The process relied on strong networks across ministries, research institutes and other stakeholders, further proof that policy coherence requires institutional collaboration. Explicit consideration of how results feed into strategies and investment priorities ensured that the assessment influenced real policy choices.
Lessons from Finland underline that integrated sustainability assessments are most effective when they combine robust data with foresight, foster cross-sectoral collaboration and embed clear pathways for influencing decisions. By institutionalising these practices, governments can turn monitoring and evaluation into a governance lever for coherence and adaptive policymaking.
Source: (Finnish Government, 2025[39]).
Embedding coherence across governance processes
For government tools to deliver impact, they need to be integrated into core governance processes that include cabinet submissions, budget circulars and spending reviews. This can allow governments to move from general commitments to decisions that can hold politically, when trade-offs are surfaced early, and an explicit package is agreed before policies are locked in through budgets and other key decisions.
Translating coherence tools into impact demands political leadership, coalition-building, and a realistic reform trajectory. Governments often face resistance from established bureaucratic practices, capacity gaps at the working level, and incentive misalignments that discourage cross-sectoral collaboration Sequencing reforms strategically can help overcome these barriers: for example, starting with budgeting or procurement reforms help link directly to service delivery to build early momentum and stakeholder buy-in, such as improving water-network investment planning, accelerating clean and reliable energy infrastructure, procuring low-carbon public transport, or upgrading public buildings and facilities.
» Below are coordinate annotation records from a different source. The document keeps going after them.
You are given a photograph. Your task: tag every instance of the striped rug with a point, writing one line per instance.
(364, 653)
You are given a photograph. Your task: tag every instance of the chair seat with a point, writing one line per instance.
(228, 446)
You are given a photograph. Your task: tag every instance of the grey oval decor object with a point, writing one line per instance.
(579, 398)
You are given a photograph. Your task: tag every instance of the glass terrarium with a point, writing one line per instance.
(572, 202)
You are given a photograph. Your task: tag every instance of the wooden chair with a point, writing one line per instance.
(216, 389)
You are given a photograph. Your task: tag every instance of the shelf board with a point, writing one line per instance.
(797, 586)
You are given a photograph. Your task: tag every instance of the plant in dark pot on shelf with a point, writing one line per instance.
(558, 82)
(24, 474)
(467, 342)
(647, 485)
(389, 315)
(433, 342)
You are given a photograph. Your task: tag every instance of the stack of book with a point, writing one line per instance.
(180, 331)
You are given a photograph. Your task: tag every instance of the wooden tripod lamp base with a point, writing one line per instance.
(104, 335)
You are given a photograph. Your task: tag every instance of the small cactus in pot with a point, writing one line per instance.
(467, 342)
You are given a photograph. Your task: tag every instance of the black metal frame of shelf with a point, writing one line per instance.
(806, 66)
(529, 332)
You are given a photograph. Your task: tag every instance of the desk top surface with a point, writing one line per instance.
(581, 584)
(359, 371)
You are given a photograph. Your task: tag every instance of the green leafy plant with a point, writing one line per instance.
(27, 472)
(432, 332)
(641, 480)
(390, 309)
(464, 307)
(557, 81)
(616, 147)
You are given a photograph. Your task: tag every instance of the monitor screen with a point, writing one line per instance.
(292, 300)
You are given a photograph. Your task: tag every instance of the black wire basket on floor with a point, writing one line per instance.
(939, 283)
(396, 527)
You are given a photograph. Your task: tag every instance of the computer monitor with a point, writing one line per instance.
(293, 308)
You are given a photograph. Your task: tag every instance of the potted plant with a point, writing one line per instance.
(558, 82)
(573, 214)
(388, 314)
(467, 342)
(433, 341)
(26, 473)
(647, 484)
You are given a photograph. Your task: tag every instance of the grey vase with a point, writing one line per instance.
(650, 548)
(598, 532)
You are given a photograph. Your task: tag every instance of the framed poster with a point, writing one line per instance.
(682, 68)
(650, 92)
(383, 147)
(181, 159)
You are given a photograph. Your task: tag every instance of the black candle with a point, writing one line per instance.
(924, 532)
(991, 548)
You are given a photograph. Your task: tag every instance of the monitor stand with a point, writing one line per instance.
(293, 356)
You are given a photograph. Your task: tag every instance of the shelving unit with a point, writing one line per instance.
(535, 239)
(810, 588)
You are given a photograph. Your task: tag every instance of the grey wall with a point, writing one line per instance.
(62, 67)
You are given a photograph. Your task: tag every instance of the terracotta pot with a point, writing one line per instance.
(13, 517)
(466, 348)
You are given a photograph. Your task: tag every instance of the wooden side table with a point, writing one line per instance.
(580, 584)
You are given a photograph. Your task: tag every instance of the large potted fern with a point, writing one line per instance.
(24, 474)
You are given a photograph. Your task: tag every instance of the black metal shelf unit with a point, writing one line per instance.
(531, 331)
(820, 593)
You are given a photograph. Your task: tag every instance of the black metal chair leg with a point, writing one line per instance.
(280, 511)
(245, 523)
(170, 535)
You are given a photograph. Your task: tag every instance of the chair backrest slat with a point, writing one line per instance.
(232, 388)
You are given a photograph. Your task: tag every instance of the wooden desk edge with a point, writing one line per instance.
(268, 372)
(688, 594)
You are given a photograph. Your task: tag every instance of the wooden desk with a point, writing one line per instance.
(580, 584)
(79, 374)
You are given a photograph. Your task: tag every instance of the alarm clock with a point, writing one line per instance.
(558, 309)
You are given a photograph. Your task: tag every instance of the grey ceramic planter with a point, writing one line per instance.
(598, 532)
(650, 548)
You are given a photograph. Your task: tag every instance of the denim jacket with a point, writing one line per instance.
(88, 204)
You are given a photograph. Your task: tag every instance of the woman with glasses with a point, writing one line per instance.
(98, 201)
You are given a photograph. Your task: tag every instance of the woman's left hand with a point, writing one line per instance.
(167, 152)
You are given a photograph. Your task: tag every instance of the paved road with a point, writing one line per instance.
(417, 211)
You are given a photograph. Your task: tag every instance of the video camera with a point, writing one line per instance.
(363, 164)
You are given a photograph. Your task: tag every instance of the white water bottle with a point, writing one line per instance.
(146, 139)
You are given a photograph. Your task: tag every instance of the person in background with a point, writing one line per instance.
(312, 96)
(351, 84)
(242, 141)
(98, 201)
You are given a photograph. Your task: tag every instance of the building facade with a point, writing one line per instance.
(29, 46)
Importantly, coherence reforms can shift resources, discretion and visibility across ministries and levels of government. The resulting perceived loss of autonomy added procedural burden, or short-term cost exposure could in turn generate resistance among stakeholders. To advance such reforms, it’s important to secure a finance ministry and/or CoG alliance to link coherence requirement to resource allocation and delivery, possibly starting with sectors where benefits are easy to demonstrate (e.g., cost savings or service reliability).
Strengthening governance for coherence frameworks requires whole-of-government approaches, clear mandates, open and transparent decision making and enforceable accountability mechanisms. Multi-stakeholder platforms and cross-sector partnerships can align priorities, mobilise resources and foster innovation, but require sustained financing, clear responsibilities and follow-through to be effective. International co-operation is equally critical to address transboundary impacts, such as carbon leakage, supply-chain disruptions and shared resource management.